Inhalation therapy is an effective method for pharmacological treatment of respiratory diseases. A drawback of continuous drug delivery is the waste of (expensive) medication during exhalation. Development of a breath-triggered drug delivery system can significantly reduce this waste. To date, however, there is no such technology available for preterm infants and neonates, due to their challenging respiratory parameters. Researchers of the Fraunhofer ITEM Division of Translational Biomedical Engineering have developed a system that optically detects neonatal breathing and releases the aerosol directly at the patient interface in a breath-triggered manner. The hallmarks of this system are:
- Up to 300 ms faster detection of the inhalation and exhalation phases compared to a flow sensor (gold standard)

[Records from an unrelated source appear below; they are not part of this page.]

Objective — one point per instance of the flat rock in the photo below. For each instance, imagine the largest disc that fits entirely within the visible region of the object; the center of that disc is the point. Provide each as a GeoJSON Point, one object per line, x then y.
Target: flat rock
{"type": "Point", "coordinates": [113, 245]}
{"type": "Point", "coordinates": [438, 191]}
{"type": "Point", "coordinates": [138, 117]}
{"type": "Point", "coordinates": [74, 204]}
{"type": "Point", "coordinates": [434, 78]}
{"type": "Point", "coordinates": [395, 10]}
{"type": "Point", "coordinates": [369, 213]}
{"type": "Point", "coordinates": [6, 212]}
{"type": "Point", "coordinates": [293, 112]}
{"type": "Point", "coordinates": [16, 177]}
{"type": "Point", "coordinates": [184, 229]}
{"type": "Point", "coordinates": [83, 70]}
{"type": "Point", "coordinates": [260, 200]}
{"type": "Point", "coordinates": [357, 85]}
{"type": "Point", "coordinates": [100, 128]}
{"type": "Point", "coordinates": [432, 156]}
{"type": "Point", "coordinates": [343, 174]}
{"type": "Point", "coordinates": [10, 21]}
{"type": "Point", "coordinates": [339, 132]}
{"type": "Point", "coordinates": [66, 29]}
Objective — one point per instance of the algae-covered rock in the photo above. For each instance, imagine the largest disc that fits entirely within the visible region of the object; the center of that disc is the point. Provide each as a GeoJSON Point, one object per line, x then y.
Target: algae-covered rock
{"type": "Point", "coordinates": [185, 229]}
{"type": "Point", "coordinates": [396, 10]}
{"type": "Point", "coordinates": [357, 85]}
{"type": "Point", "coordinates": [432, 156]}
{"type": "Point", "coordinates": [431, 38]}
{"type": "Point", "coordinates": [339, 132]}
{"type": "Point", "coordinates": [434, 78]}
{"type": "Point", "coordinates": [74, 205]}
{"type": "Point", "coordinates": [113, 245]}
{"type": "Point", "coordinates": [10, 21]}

- Integration of a fast (< 25 ms) aerosol valve at the patient interface and thus close to the patient
- Release of aerosol boluses at different inhalation time points, targeting different lung regions
Compared to the clinical standard system, this system can achieve a 4.2-fold higher dose efficiency. This is to be confirmed in a clinical trial with the glucocorticoid budesonide in preterm infants as part of the EU MDOT project in early 2023. The new method has great potential for use in preterm infants and neonates in the future. In view of both economic and ecological improvements, the technology may also be used in adults.